Israeli Prime Minister Benjamin Netanyahu recently urged Cairo to withdraw tanks deployed near the border in Sinai, which aimed to suppress Islamist groups, Israeli newspaper Maariv reported.
And in a message sent to Cairo via the White House, Israel demanded that Egypt stop deploying more troops to the region without Israeli cooperation - in observation of the 1979 peace treaty between the nations.
That agreement stipulated the Sinai’s demilitarization, but a senior Israeli official told Maariv that the recent deployments were a troubling violation of the peace accord.
Egypt faces a serious crisis in the Sinai, where 16 border guards were killed on August 5 by a group of Islamists, who subsequently infiltrated Israeli territory and were killed by tank and helicopter fire.

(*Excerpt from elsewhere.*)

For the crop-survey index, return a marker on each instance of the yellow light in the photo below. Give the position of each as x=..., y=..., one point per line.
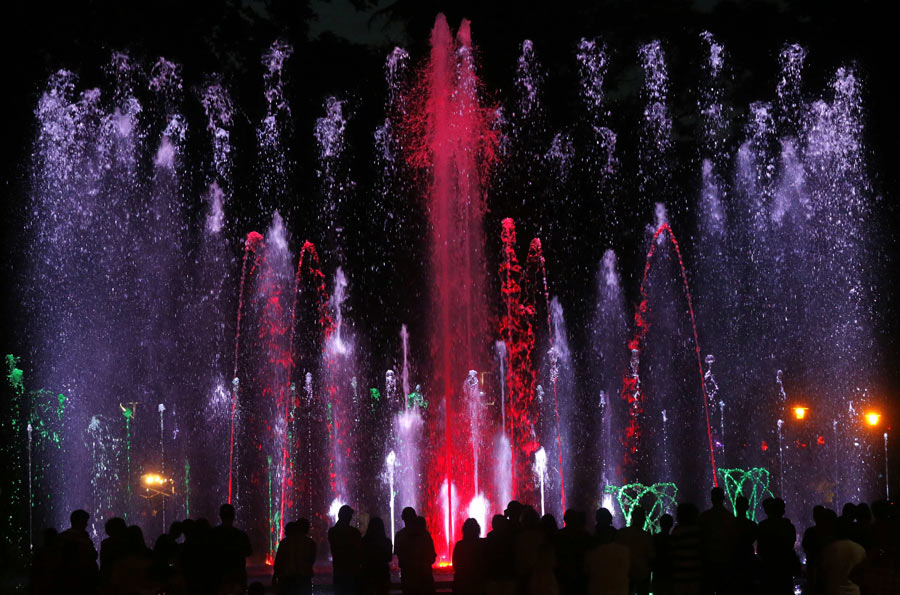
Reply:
x=153, y=479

In the wake of the attack on the army outpost, recently elected Egyptian President Mohamed Mursi dismissed his defence minister, replaced his spy chief and sacked top security and political officials in the Sinai.
On August 14, Egyptian security forces exchanged fire with militants in the peninsula and on August 18, militants wounded three policemen there in an ambush of their vehicle with a rocket-propelled grenade.
The tribes of the Sinai, an area mainly populated by Bedouins, have long had strained relations with the central government, which they accuse of neglecting the development of the peninsula.
The military campaign has seen the largest build-up of troops in the Sinai since Israel returned the territory under the 1979 peace treaty.